Acid-Resistant Luminescent Si/UiO-66-Amidoxime (AO) Nanostructures for Rapid and Efficient Recovery of U(VI): Experimental and Theoretical Studies

Abstract

Despite the extremely favorable properties of metal–organic frameworks (MOFs) for multifunctional applications, the challenge to synthesize MOFs with high chemical, radiation, and mechanical stability still remains a major challenge. To circumvent this issue, we have developed a chemically, thermally, and radiation-stable silicon-shielded amidoxime-based nanocrystalline MOF, Si/UiO-66-AO, using UiO-66-NH2 and employed for the removal of U(VI) from both acidic and aqueous media (pH). The developed Si/UiO-66-AO MOF demonstrated a very facile, rapid, and efficient recovery of U(VI).
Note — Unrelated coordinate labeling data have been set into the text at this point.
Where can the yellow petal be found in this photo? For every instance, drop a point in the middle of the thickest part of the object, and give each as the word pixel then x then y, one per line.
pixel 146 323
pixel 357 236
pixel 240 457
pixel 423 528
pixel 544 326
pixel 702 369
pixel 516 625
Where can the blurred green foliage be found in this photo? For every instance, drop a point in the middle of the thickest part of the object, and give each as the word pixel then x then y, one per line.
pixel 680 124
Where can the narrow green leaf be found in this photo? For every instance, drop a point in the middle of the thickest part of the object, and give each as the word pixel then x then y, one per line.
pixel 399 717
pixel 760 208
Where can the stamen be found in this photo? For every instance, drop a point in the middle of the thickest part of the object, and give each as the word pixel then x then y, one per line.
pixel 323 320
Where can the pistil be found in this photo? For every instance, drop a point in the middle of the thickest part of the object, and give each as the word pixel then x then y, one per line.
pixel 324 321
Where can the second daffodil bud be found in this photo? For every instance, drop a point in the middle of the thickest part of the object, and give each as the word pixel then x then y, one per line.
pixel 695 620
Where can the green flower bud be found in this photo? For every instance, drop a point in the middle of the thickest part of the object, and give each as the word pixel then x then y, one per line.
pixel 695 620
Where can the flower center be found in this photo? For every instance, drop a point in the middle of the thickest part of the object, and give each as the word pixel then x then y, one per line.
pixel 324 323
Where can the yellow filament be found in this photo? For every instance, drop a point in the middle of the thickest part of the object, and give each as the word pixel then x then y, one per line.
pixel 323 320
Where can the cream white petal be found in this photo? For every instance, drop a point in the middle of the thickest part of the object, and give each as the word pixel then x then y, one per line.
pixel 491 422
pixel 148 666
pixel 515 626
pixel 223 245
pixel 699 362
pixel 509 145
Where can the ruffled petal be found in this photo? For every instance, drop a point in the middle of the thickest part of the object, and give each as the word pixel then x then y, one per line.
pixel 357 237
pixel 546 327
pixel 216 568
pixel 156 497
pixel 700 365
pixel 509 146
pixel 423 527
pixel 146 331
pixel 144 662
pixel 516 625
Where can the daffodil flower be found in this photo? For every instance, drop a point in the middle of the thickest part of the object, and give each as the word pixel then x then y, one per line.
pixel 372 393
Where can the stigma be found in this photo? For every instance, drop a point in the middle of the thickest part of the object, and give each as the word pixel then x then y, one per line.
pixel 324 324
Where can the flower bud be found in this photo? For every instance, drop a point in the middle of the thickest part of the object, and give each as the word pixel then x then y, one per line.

The MOF exhibited an excellent sorption capacity from both aqueous (∼217 mg/g) and acidic media (∼65 mg/g) with a sorption efficiency of ∼70–75% (acidic and aqueous media), and capacities were fairly higher than that for other reported sorption materials. The synthesized MOF showed very rapid extraction ability (∼5 min) toward U(VI) from both acidic and aqueous media. Si/UiO-66-AO also showed an elevated extraction efficiency of 31.6 mg/g from simulated seawater, suggesting its significant potential for the extraction of U(VI) from seawater. The bonding between U(VI) and Si/UiO-66-AO was confirmed by X-ray photoelectron spectroscopy (XPS) and extended X-ray absorption fine structure (EXAFS) analysis. Density functional theory (DFT) calculations were performed to understand the nature of bonding of the functional moiety (amidoxime group) of the MOF with U(VI). Such high adsorption efficiency and efficient recovery of U(VI) by Si/UiO-66-AO is facilitated by complex formation through monodentate coordination of the oxime nitrogen atom of the amidoxime group with U(VI); hydrogen bonding plays an important role in stabilizing the same. Si/UiO-66-AO also exhibited green fluorescence with a quantum yield of ∼6%, highlighting its multifunctional potential. The present study provides a successful path for the development of acid-stable MOFs for fulfilling the needs of commercial applications for U(VI) recovery, especially in the plant-scale applications of nuclear field, seawater, as well as from environmental samples.